The U.S. Food and Drug Administration has also identified the possibility of oesophageal or intestinal obstruction as important, related to the safety of psyllium consumption [46]. Supplementation of psyllium without adequate fluid intake can cause a lack of proper passage of the ingested dose of the product, and its swelling in the upper gastrointestinal tract can block the throat or oesophagus, which in turn will result in choking. Therefore, it is essential to inform patients about the possible side effects of consuming the product with an inadequate amount of fluids [46]. Each dose of P. ovata husk should be consumed after dissolving the product in an appropriate amount of liquid (approximately 150–200 ml). In addition, to avoid complications, it is recommended that the patient drink another glass of water after consuming a dose. Psyllium should not be consumed if the patient has difficulty swallowing [43].
Conclusion and perspective
Plantago ovata husk is a natural plant product high in water-soluble fibre and numerous bioactive compounds that exert a number of positive health (clinical) effects. Only a soluble nonfermenting, gel-forming fibre has been clinically proven to provide all of the health benefits typically associated with a fibre supplement.

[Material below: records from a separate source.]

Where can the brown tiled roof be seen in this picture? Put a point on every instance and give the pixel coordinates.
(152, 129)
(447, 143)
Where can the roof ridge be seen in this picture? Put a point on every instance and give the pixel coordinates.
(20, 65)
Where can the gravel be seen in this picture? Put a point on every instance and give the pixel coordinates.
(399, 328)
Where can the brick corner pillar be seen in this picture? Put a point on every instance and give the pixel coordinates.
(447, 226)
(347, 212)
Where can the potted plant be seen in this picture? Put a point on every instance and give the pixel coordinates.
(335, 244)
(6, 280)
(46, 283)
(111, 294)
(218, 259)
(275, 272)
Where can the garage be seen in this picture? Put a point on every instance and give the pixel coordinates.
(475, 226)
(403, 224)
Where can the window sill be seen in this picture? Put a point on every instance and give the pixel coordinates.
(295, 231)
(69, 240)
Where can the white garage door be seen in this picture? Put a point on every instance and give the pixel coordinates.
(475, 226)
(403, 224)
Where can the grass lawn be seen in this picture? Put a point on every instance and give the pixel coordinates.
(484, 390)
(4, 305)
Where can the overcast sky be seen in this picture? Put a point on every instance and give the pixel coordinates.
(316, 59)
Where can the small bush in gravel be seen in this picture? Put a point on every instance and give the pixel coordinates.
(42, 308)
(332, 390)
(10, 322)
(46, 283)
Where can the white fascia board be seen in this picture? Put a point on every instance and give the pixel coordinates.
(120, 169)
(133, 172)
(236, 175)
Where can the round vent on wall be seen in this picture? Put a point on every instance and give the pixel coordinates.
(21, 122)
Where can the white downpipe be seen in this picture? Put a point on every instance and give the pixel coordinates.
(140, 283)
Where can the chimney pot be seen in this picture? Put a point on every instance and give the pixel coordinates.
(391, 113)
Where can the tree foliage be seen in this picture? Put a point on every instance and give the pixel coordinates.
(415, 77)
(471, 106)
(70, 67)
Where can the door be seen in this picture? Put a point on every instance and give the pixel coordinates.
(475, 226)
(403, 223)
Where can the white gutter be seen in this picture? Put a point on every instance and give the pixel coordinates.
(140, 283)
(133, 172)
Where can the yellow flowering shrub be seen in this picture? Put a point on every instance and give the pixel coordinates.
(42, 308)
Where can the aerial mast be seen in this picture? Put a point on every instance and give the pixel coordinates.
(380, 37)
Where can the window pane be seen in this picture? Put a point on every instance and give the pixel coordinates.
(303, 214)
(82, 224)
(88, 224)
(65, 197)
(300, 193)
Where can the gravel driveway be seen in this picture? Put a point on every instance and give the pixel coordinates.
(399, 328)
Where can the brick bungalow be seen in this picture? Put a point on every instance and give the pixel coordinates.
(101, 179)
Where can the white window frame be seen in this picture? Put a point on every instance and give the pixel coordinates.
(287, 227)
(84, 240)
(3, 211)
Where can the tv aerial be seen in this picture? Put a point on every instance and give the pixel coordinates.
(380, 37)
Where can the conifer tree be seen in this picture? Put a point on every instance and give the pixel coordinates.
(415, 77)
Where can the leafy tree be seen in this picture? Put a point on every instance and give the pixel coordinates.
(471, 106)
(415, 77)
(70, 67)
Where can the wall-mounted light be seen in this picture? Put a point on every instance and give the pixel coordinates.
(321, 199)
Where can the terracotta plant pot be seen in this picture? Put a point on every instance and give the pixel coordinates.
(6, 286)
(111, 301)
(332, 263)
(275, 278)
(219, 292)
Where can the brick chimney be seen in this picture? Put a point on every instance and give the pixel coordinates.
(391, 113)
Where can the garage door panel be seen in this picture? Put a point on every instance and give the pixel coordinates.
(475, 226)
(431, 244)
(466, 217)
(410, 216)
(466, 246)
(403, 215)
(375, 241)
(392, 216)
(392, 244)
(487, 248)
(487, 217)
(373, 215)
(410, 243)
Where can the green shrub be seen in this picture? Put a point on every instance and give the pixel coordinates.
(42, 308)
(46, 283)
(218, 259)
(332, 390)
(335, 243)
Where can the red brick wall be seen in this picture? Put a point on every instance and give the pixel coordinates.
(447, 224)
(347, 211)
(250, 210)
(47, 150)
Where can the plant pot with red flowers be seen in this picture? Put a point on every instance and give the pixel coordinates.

P. ovata husk has been extensively researched for its potential health benefits and its potential use in the treatment and prevention of gastrointestinal diseases. It seems that psyllium husk preparations deserve attention as a natural dietary supplement for use in the nutrition of patients with gastroenterological disorders, because they are inexpensive, generally safe, and show positive clinical results in a short period of time. The therapeutic properties of P. ovata husk described in this article may be helpful to clinicians in making effective recommendations for patients with irritable bowel syndrome or ulcerative colitis and in patients at risk for colorectal cancer.
Funding
No external funding.
Ethics approval
Not applicable.
Conflict of interest
The authors declare no conflict of interest.